You are Invited! Spring 2010 Senior Design Presentations

Event Date: May 3, 2010
You are cordially invited to attend the 6th Semi-Annual Weldon School of Biomedical Engineering Senior Design Presentations and Demonstrations. This semester, Professor Zheng Ouyang leads the class as one team working together to develop a clinical mass spectrometer. Please join us for these presentations on Monday, May 3rd, 3:20-5:20 pm in the Martin C. Jischke Hall of Biomedical Engineering, Room 1001. Immediately following the presentations the teams will host product demonstrations in the Leslie A. Geddes Senior Design Laboratory (MJIS 1087). Please R.S.V.P. to if you plan to attend.

Mass Spectrometry (MS) is a powerful analytical method that has the ability to detect and indicate concentrations of chemical and biological compounds in a sample. In a clinical setting, mass spectrometry has a wide range of usefulness: drug abuse detection, disease diagnosis and screening, medication dosage control/tracking, and drug interaction indications.

However, currently, limitations to clinical usage of mass spectrometers include the size and cost of mass spectrometers and the necessary sample preparation. The Weldon Senior Design Team has developed a desktop printer size mass spectrometer which will take a sample of blood (no special preparation needed) and process the sample to indicate the presence of a particular compound. In addition to identifying the presence of a particular compound, the Weldon Senior Design Team has developed a Graphical User Interface (GUI) which will eliminate the need for a chemist to interpret the mass spectrometry data; instead, the GUI will display and clearly indicate the concentration of a particular compound in the sample.

To tackle the development of a clinical mass spectrometer the Weldon Senior Design Team divided into 4 subgroup teams that were responsible for developing the ability of the device to (1) accept and ionize a sample, (2) mass analyze and detect ions, (3) establish and maintain electronic control for the entire device and acquire data, and (4) provide a user interface and data interpretation.

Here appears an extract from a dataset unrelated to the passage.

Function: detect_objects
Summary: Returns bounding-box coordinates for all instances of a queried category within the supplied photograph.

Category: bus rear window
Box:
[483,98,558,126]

• The sample ionization team has designed a disposable cartridge component that allows a user to apply a biological sample (i.e, blood) and then snap in the cartridge to the MS assembly component. Embedded in this cartridge is a copper electrode that supplies the necessary voltage to ionize the sample.
• The MS assembly has developed a method for separating and isolating the ions from the sample based on the ions’ mass-to-charge (m/z) ratio through the use of electromagnetic fields. The separated ions are then sent to an ion detector. To optimize operating conditions, the MS assembly team developed a mass analyzer simulation which takes frequency, voltage, and ion properties as inputs, then, outputs a mass spectrum and ion trajectory.
• The controls team has developed a method using power distribution boards and control boards to supply all power needs for the whole system and to control the sequencing of each component in the system. In addition to supplying power and control, the controls team designed the data acquisition component of the clinical mass spectrometer.
• The data analysis team has developed a GUI to minimize user error and a data interpretation algorithm to fully automate the process and analysis of data, thereby reducing user error and eliminating the need for an expert to interpret the data. The GUI will notify the user of any testing errors that occur due to sample loading and processing and will display the concentration of a specified compound so that no mass spectrum analysis is required.

We would like to acknowledge the strong support from the Center for Analytical Instrumentation Development (CAID) to the Senior Design project “Clinical Mass Spectrometer”. A light snack and beverage service will be available during the design demonstrations.